4 mars 2025

N° 302 - Lost in Washington

 J’entends à la radio... non, disons les choses comme elles sont, nous l’avons tous entendu, réentendu, vu et revu à la télé : on ne saurait s’habiller n’importe comment quand on a l’honneur et l’avantage d’être admis dans le bureau ovale, au saint des saints de la White House. C’est un courtisan en veste bleu cobalt et cravate beige, un nommé Brian Glenn, l’un des happy few journaleux estampillés Maga maintenant accrédités auprès du boss, qui - probablement appointé comme l’arbitre des élégances, le Pétrone de Donald Néron - a grossièrement morigéné le Président Zelensky. Qui avait cru bien faire en revêtant, pour l’occasion, un battle-dress des plus sobres.

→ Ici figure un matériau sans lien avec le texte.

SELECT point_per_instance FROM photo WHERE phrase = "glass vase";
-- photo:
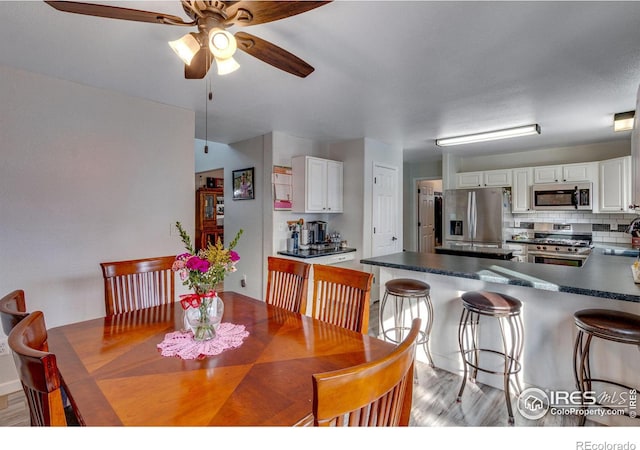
(204, 320)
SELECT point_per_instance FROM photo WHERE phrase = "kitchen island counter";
(604, 275)
(311, 253)
(505, 254)
(550, 296)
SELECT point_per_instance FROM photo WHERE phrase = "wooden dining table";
(115, 374)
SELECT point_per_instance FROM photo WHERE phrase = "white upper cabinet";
(470, 180)
(565, 173)
(521, 190)
(615, 185)
(317, 185)
(497, 178)
(488, 178)
(334, 186)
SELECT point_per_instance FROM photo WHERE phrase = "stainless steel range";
(560, 244)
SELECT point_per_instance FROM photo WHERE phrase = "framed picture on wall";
(243, 184)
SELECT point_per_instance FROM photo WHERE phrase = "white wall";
(350, 223)
(560, 155)
(87, 176)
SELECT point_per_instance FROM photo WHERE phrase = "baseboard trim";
(9, 387)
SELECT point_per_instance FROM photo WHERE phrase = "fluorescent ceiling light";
(490, 135)
(623, 121)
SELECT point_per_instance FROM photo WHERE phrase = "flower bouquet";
(202, 271)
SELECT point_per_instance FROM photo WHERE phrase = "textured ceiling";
(404, 73)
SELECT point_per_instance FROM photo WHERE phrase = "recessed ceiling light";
(490, 135)
(623, 121)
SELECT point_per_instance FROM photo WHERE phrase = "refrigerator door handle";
(474, 212)
(469, 216)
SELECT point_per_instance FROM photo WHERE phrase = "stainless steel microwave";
(563, 197)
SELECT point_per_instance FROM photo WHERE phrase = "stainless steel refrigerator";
(476, 216)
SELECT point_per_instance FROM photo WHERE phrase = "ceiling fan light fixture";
(490, 135)
(186, 47)
(226, 66)
(222, 44)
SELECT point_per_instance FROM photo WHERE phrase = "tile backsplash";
(605, 227)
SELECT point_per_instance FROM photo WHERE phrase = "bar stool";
(417, 294)
(507, 310)
(615, 326)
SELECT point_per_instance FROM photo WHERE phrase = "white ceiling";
(399, 72)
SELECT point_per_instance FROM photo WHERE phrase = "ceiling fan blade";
(245, 13)
(114, 12)
(199, 65)
(272, 54)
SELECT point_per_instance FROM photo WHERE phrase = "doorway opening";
(429, 208)
(209, 220)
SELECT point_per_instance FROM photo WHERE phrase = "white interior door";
(386, 211)
(426, 216)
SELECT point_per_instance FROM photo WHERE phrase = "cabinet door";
(547, 174)
(497, 178)
(614, 185)
(578, 172)
(470, 179)
(521, 192)
(316, 185)
(334, 186)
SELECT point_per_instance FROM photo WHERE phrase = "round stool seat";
(612, 325)
(407, 287)
(491, 303)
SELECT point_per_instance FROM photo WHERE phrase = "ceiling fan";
(212, 41)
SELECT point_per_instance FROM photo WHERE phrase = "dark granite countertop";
(316, 253)
(605, 275)
(478, 252)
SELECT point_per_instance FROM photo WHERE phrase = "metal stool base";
(400, 329)
(470, 351)
(582, 369)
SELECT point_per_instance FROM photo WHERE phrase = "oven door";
(558, 259)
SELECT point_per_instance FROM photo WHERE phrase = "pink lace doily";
(182, 344)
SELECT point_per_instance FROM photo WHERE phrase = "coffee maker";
(319, 229)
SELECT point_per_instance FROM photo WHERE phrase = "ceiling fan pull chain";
(207, 86)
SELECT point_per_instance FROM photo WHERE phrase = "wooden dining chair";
(38, 373)
(287, 284)
(137, 284)
(13, 309)
(341, 296)
(376, 393)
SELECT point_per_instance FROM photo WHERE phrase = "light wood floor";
(434, 402)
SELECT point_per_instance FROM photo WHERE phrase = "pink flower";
(197, 263)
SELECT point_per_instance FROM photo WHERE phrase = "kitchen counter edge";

Le valeureux Volodymyr n’avait sans doute pas encore conscience de l’importance de la tenue dans les rules of etiquette yankees. Souvenez-vous qu’on avait aussi pas mal daubé, outre atlantique, sur la touche de notre président Hollande à son premier G8 à Camp David en 2012[1]. Je me suis moi-même un peu initié au cours de mes années d’expat’ aux US aux subtiles nuances qui permettent de venir au bureau en toute fin de semaine dans une vêture casual friday un peu moins formal que le jeudi, sans toutefois déjà s’autoriser le casual décontract’ du weekend. Mais je dois reconnaître que j’ai bénéficié de la part de mes collègues du cru, sur ce plan comme sur beaucoup d’autres, de bien plus de mansuétude que le Président Zelensky. Je vous raconterais bien quelque chose, si je ne craignais que ce soit vraiment très déplacé dans le contexte actuel...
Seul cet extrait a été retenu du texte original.